Net subterranean estuarine export fluxes of dissolved inorganic C, N, P, Si, and total alkalinity into the Jiulong River estuary, China

To evaluate geochemical impacts of the subterranean estuary (STE) on the Jiulong River estuary, China, we estimated seasonal fluxes of subterranean water discharge into the estuary based on the mass balance of radium isotopes and net subterranean export fluxes of dissolved inorganic C (DIC), N (DIN), Si (DSi), soluble reactive phosphorus (SRP), and total alkalinity (TA). Based on 226Ra data, the subterranean discharge (in 107 m3 d−1) was estimated to be 0.29–0.60 in the spring, 0.69–1.44 in the summer, 0.45–0.93 in the fall, and 0.26–0.54 in the winter. This was equivalent to 8–19% of the concomitant river discharge. The net spatially integrated material fluxes from the STE into the estuary were equivalent up to 45–110% of the concomitant riverine fluxes for DIC and TA, around 14–32% for DSi and 7–19% for DIN, and negligible for SRP. Paradoxically, the mixing lines along the salinity gradient revealed no apparent additions of these species. These additions are not revealed because the STE is a relatively small spatially-averaged source (at most 11% of the total input at steady state) that spreads throughout the estuary as a non-point source in contrast to the major point sources of the river and the ocean for the estuary and a true open ocean endmember is likely lacking. Greater water flushing in the summer might dilute the STE effect on the mixing lines even more.
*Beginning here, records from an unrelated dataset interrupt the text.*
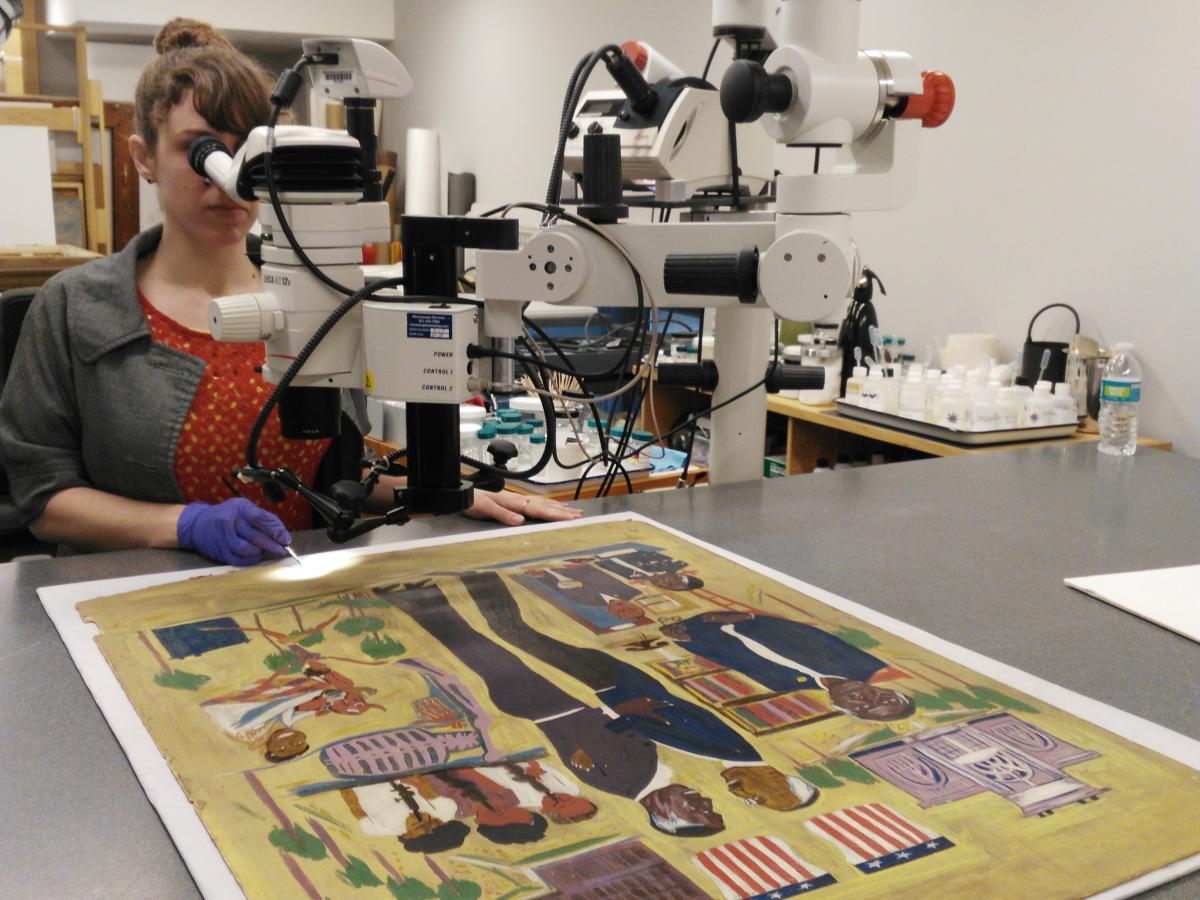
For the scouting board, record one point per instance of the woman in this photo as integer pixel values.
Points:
(123, 418)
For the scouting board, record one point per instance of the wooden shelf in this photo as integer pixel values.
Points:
(696, 474)
(816, 432)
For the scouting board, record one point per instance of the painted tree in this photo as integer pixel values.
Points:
(376, 642)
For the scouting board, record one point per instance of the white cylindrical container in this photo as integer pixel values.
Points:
(953, 407)
(468, 442)
(912, 396)
(528, 407)
(984, 414)
(423, 173)
(892, 395)
(1065, 409)
(395, 423)
(472, 414)
(829, 359)
(873, 390)
(1008, 408)
(855, 384)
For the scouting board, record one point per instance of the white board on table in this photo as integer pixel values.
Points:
(1167, 597)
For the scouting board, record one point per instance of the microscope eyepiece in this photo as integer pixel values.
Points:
(201, 149)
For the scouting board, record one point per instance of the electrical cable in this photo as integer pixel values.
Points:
(574, 93)
(645, 370)
(700, 396)
(277, 207)
(301, 358)
(708, 64)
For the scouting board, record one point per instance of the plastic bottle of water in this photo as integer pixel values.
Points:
(1120, 395)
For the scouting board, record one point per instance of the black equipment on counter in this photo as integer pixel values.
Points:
(856, 328)
(1031, 357)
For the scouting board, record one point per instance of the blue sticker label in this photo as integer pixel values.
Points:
(1120, 391)
(430, 325)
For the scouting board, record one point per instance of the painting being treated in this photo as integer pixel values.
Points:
(609, 709)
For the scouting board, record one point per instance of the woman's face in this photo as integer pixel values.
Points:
(201, 210)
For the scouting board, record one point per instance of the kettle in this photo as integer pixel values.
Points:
(856, 328)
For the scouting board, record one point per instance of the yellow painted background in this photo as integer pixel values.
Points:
(1147, 819)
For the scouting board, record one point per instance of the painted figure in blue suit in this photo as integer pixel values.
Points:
(784, 655)
(639, 702)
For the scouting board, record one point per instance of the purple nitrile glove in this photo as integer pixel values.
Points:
(235, 532)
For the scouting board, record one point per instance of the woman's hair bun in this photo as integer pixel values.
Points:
(180, 33)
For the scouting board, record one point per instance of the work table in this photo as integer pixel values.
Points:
(971, 549)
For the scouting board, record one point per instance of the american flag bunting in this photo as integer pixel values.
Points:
(760, 869)
(875, 837)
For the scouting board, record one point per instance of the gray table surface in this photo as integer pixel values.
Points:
(972, 549)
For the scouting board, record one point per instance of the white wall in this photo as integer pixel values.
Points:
(1068, 171)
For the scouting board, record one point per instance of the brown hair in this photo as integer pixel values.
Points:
(229, 89)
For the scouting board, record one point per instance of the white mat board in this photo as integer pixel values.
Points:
(214, 876)
(1167, 597)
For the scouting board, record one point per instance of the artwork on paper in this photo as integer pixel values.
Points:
(610, 709)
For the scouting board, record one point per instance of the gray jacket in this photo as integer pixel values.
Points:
(93, 402)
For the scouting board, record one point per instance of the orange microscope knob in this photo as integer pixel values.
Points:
(935, 105)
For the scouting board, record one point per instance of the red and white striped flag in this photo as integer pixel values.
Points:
(760, 868)
(875, 837)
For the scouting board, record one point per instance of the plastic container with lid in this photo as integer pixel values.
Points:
(817, 354)
(873, 390)
(912, 396)
(472, 413)
(1120, 399)
(528, 407)
(537, 447)
(645, 447)
(1038, 408)
(855, 384)
(1066, 412)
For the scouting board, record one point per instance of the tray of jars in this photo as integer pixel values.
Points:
(966, 436)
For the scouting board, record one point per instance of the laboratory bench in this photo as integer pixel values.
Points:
(819, 432)
(971, 549)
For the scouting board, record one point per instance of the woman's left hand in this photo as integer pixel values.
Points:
(513, 508)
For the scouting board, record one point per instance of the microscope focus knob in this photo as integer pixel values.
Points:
(935, 103)
(748, 91)
(244, 318)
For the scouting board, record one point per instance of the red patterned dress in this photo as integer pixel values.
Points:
(213, 442)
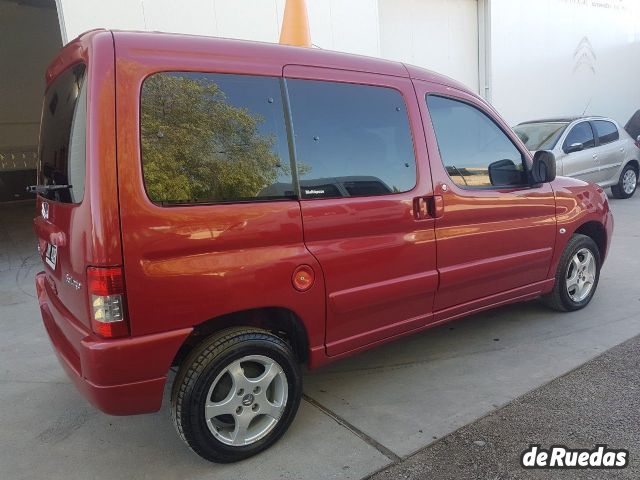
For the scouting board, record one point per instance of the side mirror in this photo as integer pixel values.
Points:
(544, 167)
(504, 173)
(574, 147)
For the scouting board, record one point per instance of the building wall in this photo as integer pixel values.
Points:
(349, 26)
(560, 57)
(30, 40)
(441, 35)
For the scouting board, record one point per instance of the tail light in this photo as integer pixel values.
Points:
(107, 301)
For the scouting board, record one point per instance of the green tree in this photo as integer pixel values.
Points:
(195, 145)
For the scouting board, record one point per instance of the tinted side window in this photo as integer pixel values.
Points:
(62, 153)
(351, 140)
(213, 138)
(474, 150)
(607, 132)
(581, 133)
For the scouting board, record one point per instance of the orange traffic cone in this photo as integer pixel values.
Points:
(295, 24)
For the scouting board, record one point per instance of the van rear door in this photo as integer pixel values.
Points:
(77, 215)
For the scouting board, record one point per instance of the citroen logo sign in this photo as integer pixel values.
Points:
(584, 56)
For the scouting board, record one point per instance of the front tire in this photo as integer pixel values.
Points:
(577, 275)
(236, 394)
(627, 183)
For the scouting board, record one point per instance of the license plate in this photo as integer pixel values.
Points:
(51, 255)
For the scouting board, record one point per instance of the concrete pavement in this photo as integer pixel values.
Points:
(595, 403)
(360, 414)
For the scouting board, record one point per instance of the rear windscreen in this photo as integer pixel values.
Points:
(62, 152)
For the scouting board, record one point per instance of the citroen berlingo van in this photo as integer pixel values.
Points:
(238, 210)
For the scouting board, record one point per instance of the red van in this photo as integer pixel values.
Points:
(237, 210)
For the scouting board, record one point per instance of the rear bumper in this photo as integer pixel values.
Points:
(608, 225)
(120, 376)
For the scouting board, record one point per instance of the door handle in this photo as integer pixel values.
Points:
(428, 207)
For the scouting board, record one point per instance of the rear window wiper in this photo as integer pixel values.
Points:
(47, 188)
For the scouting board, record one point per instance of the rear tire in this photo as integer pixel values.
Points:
(577, 275)
(627, 183)
(236, 394)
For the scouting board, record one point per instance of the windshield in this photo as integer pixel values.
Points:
(62, 136)
(540, 136)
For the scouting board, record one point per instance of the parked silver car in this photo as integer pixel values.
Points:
(594, 149)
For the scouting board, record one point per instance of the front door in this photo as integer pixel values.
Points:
(583, 164)
(610, 150)
(365, 194)
(496, 233)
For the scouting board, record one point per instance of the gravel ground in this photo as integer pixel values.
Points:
(597, 403)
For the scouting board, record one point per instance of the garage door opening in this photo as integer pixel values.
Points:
(29, 40)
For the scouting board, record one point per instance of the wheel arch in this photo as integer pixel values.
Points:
(596, 231)
(280, 321)
(635, 164)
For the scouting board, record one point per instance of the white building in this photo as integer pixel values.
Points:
(529, 58)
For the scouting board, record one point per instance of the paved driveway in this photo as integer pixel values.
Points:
(359, 414)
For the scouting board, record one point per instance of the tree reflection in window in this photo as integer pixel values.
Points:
(212, 137)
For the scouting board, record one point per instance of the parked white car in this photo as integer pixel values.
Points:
(594, 149)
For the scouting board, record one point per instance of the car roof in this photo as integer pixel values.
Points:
(252, 51)
(566, 119)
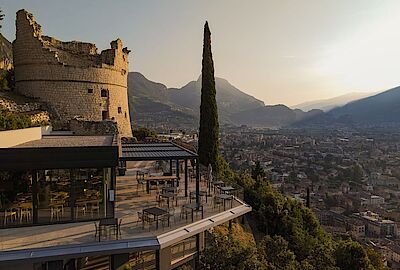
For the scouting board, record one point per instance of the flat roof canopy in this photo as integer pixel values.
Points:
(56, 152)
(155, 151)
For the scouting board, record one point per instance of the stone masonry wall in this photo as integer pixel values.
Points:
(71, 76)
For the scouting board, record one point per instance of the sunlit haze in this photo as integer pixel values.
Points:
(278, 51)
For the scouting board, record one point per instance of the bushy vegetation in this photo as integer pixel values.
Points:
(143, 133)
(290, 237)
(7, 79)
(9, 120)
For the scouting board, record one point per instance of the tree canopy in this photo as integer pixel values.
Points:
(209, 127)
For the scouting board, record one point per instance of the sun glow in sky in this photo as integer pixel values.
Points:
(282, 51)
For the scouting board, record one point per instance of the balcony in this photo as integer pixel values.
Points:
(131, 198)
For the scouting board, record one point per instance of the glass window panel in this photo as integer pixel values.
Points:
(53, 196)
(89, 191)
(15, 198)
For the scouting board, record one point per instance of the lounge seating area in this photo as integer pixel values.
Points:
(138, 214)
(165, 206)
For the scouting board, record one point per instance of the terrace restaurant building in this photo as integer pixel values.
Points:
(63, 206)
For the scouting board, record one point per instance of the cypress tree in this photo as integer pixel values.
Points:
(209, 127)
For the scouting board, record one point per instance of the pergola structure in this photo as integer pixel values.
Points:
(166, 151)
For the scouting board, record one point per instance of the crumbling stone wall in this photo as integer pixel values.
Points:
(72, 77)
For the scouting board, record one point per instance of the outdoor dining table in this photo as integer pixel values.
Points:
(201, 194)
(169, 195)
(216, 184)
(194, 207)
(108, 222)
(158, 178)
(227, 189)
(225, 197)
(156, 212)
(170, 189)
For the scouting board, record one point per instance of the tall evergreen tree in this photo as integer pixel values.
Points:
(1, 18)
(209, 127)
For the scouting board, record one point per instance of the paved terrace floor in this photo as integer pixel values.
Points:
(129, 202)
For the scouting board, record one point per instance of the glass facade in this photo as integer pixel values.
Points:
(54, 196)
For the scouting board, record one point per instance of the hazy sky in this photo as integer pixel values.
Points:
(279, 51)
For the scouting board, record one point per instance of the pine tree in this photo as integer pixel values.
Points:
(209, 127)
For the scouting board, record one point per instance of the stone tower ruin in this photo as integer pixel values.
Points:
(72, 77)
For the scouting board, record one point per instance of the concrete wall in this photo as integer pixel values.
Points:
(70, 76)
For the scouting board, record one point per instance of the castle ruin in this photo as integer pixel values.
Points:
(72, 77)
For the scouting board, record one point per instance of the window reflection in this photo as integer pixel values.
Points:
(52, 196)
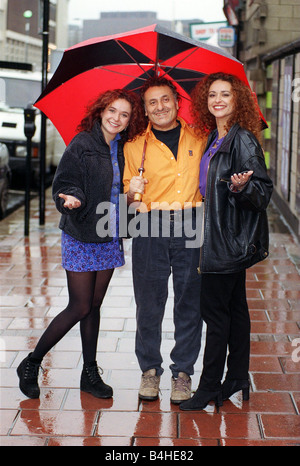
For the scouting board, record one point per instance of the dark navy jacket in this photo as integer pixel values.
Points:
(85, 171)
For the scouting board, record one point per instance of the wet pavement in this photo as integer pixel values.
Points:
(33, 291)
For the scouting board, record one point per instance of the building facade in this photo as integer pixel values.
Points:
(21, 26)
(269, 46)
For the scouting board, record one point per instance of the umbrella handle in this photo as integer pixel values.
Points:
(138, 196)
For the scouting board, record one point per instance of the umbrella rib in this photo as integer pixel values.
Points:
(123, 48)
(175, 66)
(123, 74)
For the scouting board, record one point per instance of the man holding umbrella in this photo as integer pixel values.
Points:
(170, 189)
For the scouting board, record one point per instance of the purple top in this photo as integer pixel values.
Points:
(204, 164)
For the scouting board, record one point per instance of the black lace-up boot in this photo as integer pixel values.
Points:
(91, 382)
(28, 372)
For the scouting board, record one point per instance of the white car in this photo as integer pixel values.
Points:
(18, 90)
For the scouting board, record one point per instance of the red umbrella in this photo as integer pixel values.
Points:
(125, 61)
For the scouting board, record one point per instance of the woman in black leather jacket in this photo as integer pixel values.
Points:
(236, 191)
(87, 181)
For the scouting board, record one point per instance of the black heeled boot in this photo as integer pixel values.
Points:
(201, 399)
(91, 382)
(231, 386)
(28, 372)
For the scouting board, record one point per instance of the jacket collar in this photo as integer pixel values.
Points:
(225, 146)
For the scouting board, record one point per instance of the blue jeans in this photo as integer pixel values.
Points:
(153, 260)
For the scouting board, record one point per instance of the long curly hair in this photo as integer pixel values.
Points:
(137, 123)
(245, 112)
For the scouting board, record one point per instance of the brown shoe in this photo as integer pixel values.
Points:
(181, 388)
(149, 387)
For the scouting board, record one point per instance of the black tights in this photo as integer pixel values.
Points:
(86, 293)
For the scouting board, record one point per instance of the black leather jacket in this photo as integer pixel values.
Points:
(235, 224)
(86, 172)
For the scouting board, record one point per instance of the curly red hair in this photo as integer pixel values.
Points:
(245, 113)
(137, 123)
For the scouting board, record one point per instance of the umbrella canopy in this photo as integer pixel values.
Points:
(127, 60)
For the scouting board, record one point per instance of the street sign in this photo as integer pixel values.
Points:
(204, 31)
(226, 36)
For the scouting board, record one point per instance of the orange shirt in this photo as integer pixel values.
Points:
(172, 183)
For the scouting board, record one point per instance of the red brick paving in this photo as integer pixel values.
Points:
(33, 291)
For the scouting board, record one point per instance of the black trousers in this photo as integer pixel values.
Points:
(225, 311)
(153, 260)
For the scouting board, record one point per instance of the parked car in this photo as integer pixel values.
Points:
(5, 179)
(18, 89)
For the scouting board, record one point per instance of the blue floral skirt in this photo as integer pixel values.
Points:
(90, 257)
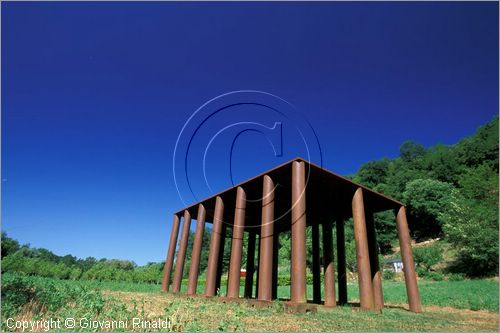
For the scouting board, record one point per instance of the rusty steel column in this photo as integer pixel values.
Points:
(298, 291)
(329, 270)
(250, 265)
(276, 246)
(167, 269)
(341, 262)
(266, 241)
(195, 254)
(257, 271)
(220, 261)
(233, 282)
(362, 255)
(378, 295)
(213, 256)
(408, 264)
(181, 255)
(316, 264)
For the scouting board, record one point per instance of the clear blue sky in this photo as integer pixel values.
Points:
(95, 94)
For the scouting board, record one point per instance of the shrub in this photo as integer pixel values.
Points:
(388, 274)
(436, 276)
(428, 256)
(456, 277)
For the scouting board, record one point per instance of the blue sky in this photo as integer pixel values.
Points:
(94, 96)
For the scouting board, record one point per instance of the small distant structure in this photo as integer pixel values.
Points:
(395, 265)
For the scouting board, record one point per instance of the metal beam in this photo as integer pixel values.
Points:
(362, 254)
(298, 291)
(195, 254)
(408, 263)
(167, 269)
(341, 262)
(250, 265)
(266, 241)
(213, 256)
(181, 255)
(378, 295)
(233, 283)
(328, 266)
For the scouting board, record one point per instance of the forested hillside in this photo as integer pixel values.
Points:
(451, 192)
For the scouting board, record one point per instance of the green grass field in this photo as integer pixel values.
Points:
(448, 306)
(467, 294)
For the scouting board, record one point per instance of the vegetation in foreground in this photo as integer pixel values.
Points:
(32, 298)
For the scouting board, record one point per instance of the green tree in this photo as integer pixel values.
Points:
(426, 199)
(428, 256)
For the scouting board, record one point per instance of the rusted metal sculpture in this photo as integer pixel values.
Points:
(295, 195)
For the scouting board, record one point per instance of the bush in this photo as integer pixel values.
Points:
(435, 276)
(388, 274)
(428, 256)
(456, 277)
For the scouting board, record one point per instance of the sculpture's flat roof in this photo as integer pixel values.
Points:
(328, 195)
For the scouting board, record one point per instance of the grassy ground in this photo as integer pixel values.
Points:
(467, 294)
(199, 314)
(447, 307)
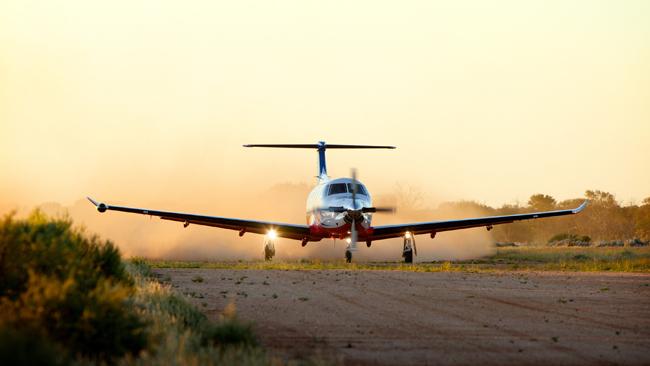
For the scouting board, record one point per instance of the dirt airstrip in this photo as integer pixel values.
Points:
(444, 318)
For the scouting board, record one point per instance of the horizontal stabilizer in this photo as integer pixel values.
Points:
(317, 146)
(321, 146)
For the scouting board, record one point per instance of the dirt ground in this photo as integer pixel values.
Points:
(392, 317)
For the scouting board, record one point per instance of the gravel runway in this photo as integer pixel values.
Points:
(443, 318)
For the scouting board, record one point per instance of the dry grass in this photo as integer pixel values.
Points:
(506, 259)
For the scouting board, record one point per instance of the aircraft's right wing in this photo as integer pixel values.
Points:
(290, 231)
(431, 227)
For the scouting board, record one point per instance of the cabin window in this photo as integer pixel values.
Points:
(360, 189)
(337, 188)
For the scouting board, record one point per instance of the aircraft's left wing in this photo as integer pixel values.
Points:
(432, 227)
(290, 231)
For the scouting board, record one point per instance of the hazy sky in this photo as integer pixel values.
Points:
(145, 102)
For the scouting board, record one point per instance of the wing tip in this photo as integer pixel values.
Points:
(581, 207)
(92, 201)
(101, 207)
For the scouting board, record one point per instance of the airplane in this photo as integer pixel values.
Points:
(336, 209)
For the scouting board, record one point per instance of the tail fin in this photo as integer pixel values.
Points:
(321, 146)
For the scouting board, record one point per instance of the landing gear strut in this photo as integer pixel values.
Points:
(408, 249)
(348, 256)
(269, 249)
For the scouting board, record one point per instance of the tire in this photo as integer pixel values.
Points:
(268, 253)
(408, 256)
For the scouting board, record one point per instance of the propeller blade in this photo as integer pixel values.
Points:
(338, 209)
(378, 209)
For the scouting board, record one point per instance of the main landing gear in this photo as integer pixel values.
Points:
(409, 248)
(269, 248)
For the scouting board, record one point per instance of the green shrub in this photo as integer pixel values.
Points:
(70, 289)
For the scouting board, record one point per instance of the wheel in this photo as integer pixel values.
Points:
(269, 252)
(348, 256)
(408, 256)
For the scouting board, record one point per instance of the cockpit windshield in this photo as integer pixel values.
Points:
(360, 189)
(337, 188)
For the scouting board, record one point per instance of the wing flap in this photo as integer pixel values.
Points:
(290, 231)
(393, 231)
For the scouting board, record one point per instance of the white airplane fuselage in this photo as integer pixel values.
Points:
(337, 193)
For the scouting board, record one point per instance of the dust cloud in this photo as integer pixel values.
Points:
(150, 237)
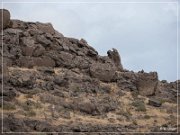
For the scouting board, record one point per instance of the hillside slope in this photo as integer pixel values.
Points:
(53, 83)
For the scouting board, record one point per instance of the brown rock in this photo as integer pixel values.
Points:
(46, 27)
(102, 71)
(147, 83)
(114, 55)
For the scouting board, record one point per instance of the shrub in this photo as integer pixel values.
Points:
(30, 113)
(147, 117)
(8, 106)
(140, 106)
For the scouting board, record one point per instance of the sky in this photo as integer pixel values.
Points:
(143, 31)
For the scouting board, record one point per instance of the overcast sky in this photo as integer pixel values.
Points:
(145, 34)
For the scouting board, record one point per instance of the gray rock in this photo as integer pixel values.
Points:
(114, 55)
(147, 83)
(4, 23)
(102, 71)
(38, 51)
(46, 27)
(43, 40)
The great spatial variation in salinity in the estuary introduced the major uncertainty in our estimates of the flushing time, which further affected the estimate of the subterranean discharge and associated material fluxes. Additionally, the great spatial variation in the STE endmember caused the relatively large ranges in these flux estimates. Despite apparent conservative mixing of DIC, DIN, and DSi in estuaries, net subterranean exports must be taken into account in evaluating geochemical impacts of estuarine exports on shelf waters.